Gaps and overlaps in HMIS

Citation: Bhojani UM, Prashanth NS, Devadasan N. Under reported deaths and inflated deliveries: making sense of health management information systems in India, International Conference on Health Systems Strengthening, Chennai, May 2010.

Publication year: 2010

Publication type: Conference presentation – Oral

Conference: International Conference on Health Systems Strengthening



An enormous data collection and transmission happens every week, month and year across a distant village to state and national capitals within public health services in India. It calls for a great deal of human, material and financial resources to sustain HMIS for its major utility in planning and management of health care delivery for the people of this country.  However the quality and the rational of the HMIS as it has been over the years have constantly been questioned by program managers and public health researchers suggesting need to make sense of this very system.

Lessons learned

Study of HMIS of an eastern Indian state of Orissa through interviews of 59 staff across various levels of health care system in four districts, revealed that within a district (basic unit) health system, through at least 114 registers and 188 reports, a minimum of more than 2500 data variables were being collected. Most of these data remained on records and were hardly analysed and utilised. Review and reporting of data was not perceived by medical doctors (In-charge of various levels of health care) as their common task.  Statistical staff involved in HMIS expressed many challenges in form of inadequate human resource, low competence, inadequate material supply, and enormous time needed to deal with large number of registers and reports. Feedback on reported data was not a usual phenomenon and was generated largely negatively in response to delay or discrepancies in data reporting. There was a contrast between perceptions of senior state level officers, who were content with the data outputs, and relatively newly introduced district level managers who had concerns regarding quality of HMIS. Duplication and manipulation of data; inadequate supervision and accountability; inadequate review of data before transmission to next level and lack of competent human resource were reported as major challenges by the later group.  Validation of data was perceived as important task but was largely done through adhoc random during field visits.

Way forward

Rationalisation of registers and reports by discarding those with poor managerial value and amalgamating those with obvious duplications can save resource and ease burden (at least 11 such registers and 21 reports were recommended for discontinuation).
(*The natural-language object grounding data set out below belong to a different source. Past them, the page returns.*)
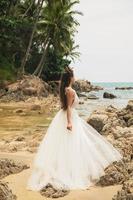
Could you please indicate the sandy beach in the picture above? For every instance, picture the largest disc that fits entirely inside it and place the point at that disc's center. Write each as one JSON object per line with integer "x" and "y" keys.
{"x": 17, "y": 182}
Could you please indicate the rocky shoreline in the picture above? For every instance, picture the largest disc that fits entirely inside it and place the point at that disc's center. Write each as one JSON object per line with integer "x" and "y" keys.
{"x": 116, "y": 125}
{"x": 7, "y": 167}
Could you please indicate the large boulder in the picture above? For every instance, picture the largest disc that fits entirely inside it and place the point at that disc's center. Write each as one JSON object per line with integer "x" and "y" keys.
{"x": 109, "y": 95}
{"x": 97, "y": 121}
{"x": 6, "y": 192}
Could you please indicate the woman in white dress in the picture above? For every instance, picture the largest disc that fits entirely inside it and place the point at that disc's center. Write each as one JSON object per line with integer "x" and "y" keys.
{"x": 72, "y": 154}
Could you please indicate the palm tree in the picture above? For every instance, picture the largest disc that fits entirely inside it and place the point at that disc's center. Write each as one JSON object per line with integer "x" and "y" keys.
{"x": 38, "y": 10}
{"x": 58, "y": 27}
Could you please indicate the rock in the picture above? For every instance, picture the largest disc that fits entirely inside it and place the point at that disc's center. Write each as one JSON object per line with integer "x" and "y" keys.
{"x": 115, "y": 173}
{"x": 97, "y": 121}
{"x": 50, "y": 192}
{"x": 108, "y": 95}
{"x": 6, "y": 192}
{"x": 18, "y": 111}
{"x": 85, "y": 86}
{"x": 130, "y": 122}
{"x": 126, "y": 193}
{"x": 111, "y": 109}
{"x": 20, "y": 138}
{"x": 8, "y": 166}
{"x": 24, "y": 88}
{"x": 92, "y": 96}
{"x": 35, "y": 107}
{"x": 81, "y": 102}
{"x": 130, "y": 105}
{"x": 124, "y": 88}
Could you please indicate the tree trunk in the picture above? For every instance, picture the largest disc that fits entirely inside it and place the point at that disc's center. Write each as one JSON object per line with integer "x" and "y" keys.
{"x": 40, "y": 65}
{"x": 40, "y": 3}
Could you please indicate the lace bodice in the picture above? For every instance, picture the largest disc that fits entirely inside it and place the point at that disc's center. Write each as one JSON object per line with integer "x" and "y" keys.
{"x": 76, "y": 100}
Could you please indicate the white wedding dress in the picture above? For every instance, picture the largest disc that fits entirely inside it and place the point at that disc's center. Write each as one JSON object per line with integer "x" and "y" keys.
{"x": 71, "y": 160}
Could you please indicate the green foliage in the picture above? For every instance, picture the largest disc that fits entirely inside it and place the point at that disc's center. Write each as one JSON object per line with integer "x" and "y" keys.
{"x": 7, "y": 71}
{"x": 56, "y": 22}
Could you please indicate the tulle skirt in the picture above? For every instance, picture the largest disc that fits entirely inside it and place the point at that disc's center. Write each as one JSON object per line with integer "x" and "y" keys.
{"x": 71, "y": 159}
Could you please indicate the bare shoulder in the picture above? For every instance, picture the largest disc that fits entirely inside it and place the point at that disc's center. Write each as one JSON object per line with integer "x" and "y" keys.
{"x": 69, "y": 91}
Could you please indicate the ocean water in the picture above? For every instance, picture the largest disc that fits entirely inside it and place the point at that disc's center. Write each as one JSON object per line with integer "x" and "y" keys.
{"x": 123, "y": 96}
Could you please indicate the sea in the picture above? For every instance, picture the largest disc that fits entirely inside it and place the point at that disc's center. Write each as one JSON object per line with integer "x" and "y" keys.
{"x": 123, "y": 96}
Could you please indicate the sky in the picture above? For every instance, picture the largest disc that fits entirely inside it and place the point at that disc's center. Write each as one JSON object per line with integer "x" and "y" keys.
{"x": 105, "y": 37}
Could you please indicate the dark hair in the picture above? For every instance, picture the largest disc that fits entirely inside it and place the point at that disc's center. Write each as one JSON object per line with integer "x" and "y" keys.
{"x": 64, "y": 82}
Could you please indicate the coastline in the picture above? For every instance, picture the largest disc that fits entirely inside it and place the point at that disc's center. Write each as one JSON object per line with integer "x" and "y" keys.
{"x": 34, "y": 115}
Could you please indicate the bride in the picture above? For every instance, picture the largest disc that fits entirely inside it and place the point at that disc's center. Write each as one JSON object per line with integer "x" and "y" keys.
{"x": 72, "y": 154}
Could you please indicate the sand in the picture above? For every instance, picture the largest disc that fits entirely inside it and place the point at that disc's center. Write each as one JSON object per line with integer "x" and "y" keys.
{"x": 17, "y": 182}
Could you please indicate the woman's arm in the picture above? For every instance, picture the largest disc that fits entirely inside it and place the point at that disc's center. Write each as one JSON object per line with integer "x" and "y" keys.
{"x": 70, "y": 97}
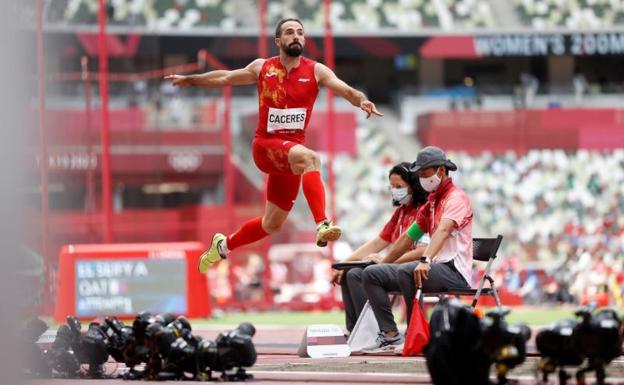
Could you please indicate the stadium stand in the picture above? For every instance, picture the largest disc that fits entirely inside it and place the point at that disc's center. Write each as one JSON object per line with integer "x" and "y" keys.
{"x": 576, "y": 14}
{"x": 347, "y": 15}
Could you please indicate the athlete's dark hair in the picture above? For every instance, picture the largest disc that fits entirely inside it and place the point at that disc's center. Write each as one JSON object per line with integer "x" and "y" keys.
{"x": 278, "y": 29}
{"x": 419, "y": 195}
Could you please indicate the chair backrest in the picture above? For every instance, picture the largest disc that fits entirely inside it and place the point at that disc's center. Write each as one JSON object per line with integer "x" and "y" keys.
{"x": 484, "y": 249}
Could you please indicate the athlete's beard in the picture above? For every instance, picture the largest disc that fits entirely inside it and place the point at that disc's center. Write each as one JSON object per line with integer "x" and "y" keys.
{"x": 293, "y": 50}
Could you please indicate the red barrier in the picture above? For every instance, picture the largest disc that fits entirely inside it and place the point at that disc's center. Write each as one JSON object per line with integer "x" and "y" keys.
{"x": 124, "y": 279}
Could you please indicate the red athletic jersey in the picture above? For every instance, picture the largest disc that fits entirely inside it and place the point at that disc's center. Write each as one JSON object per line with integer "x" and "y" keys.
{"x": 285, "y": 99}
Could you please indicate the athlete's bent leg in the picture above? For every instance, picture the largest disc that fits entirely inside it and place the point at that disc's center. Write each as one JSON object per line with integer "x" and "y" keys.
{"x": 282, "y": 191}
{"x": 307, "y": 162}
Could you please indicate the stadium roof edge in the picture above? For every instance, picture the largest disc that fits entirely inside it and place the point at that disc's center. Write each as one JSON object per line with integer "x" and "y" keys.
{"x": 214, "y": 31}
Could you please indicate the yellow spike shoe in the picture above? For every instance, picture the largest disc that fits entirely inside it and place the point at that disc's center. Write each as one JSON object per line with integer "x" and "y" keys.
{"x": 212, "y": 255}
{"x": 327, "y": 232}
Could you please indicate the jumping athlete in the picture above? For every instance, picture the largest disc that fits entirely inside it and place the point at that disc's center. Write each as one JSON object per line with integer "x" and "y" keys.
{"x": 288, "y": 85}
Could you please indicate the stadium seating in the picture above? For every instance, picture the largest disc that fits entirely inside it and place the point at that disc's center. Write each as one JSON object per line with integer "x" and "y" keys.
{"x": 571, "y": 13}
{"x": 347, "y": 15}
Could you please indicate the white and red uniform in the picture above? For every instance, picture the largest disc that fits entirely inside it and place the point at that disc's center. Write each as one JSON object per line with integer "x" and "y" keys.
{"x": 285, "y": 102}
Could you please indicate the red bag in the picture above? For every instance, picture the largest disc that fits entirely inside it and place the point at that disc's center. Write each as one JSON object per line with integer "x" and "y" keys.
{"x": 417, "y": 336}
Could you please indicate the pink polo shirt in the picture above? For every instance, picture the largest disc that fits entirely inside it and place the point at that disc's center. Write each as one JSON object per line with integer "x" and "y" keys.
{"x": 458, "y": 247}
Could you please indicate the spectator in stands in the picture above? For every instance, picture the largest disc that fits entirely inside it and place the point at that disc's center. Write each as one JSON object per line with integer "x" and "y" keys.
{"x": 446, "y": 261}
{"x": 408, "y": 196}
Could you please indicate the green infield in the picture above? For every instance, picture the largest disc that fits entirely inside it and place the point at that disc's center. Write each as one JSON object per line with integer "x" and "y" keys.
{"x": 530, "y": 315}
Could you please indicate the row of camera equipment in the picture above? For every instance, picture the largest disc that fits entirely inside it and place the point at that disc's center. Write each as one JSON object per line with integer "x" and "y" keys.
{"x": 463, "y": 347}
{"x": 155, "y": 347}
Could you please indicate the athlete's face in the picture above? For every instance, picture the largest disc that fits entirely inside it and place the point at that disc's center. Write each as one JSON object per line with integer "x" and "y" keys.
{"x": 291, "y": 41}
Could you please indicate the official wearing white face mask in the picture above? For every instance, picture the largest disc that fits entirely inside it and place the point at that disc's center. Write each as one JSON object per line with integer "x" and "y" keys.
{"x": 407, "y": 197}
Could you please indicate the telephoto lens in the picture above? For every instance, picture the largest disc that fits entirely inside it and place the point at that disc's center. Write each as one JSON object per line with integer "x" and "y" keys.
{"x": 233, "y": 349}
{"x": 94, "y": 349}
{"x": 554, "y": 344}
{"x": 504, "y": 344}
{"x": 61, "y": 355}
{"x": 34, "y": 358}
{"x": 598, "y": 337}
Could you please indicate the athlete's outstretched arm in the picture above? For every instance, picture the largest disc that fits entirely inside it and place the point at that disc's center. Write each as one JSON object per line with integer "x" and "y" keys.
{"x": 328, "y": 78}
{"x": 220, "y": 78}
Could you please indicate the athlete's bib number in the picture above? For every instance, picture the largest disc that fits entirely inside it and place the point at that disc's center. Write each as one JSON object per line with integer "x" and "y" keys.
{"x": 286, "y": 119}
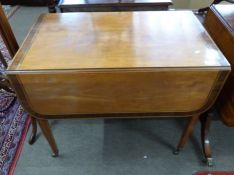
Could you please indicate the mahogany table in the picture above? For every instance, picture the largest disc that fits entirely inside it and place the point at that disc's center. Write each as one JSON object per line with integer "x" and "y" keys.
{"x": 220, "y": 24}
{"x": 112, "y": 5}
{"x": 79, "y": 65}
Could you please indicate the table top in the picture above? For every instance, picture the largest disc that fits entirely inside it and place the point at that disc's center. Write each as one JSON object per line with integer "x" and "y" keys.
{"x": 121, "y": 40}
{"x": 226, "y": 15}
{"x": 84, "y": 2}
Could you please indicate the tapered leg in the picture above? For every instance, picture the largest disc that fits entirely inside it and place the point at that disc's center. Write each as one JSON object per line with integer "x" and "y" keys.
{"x": 34, "y": 131}
{"x": 186, "y": 133}
{"x": 205, "y": 120}
{"x": 44, "y": 125}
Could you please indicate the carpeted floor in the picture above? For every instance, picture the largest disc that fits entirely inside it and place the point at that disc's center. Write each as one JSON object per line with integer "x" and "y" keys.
{"x": 14, "y": 122}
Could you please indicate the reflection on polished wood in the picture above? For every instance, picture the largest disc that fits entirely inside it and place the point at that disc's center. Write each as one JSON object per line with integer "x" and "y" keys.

There is need to analyse the collected data to make sense of it and generate managerial guidance at all the levels and for this to happen, an appropriate framework of appropriate indicators needs to be developed. Data validation and triangulation using supportive supervision, comparison with independent studies and/or data from other sources, and comparison over time and across regions is needed. Use of monthly review meetings, an establish norm in the system, for review and analysis of selected sets of data and periodically revisiting it with stress on understanding its implications is crucial. Finally, development of an operational manual and capacity building of staff is important in institutionalising such processes.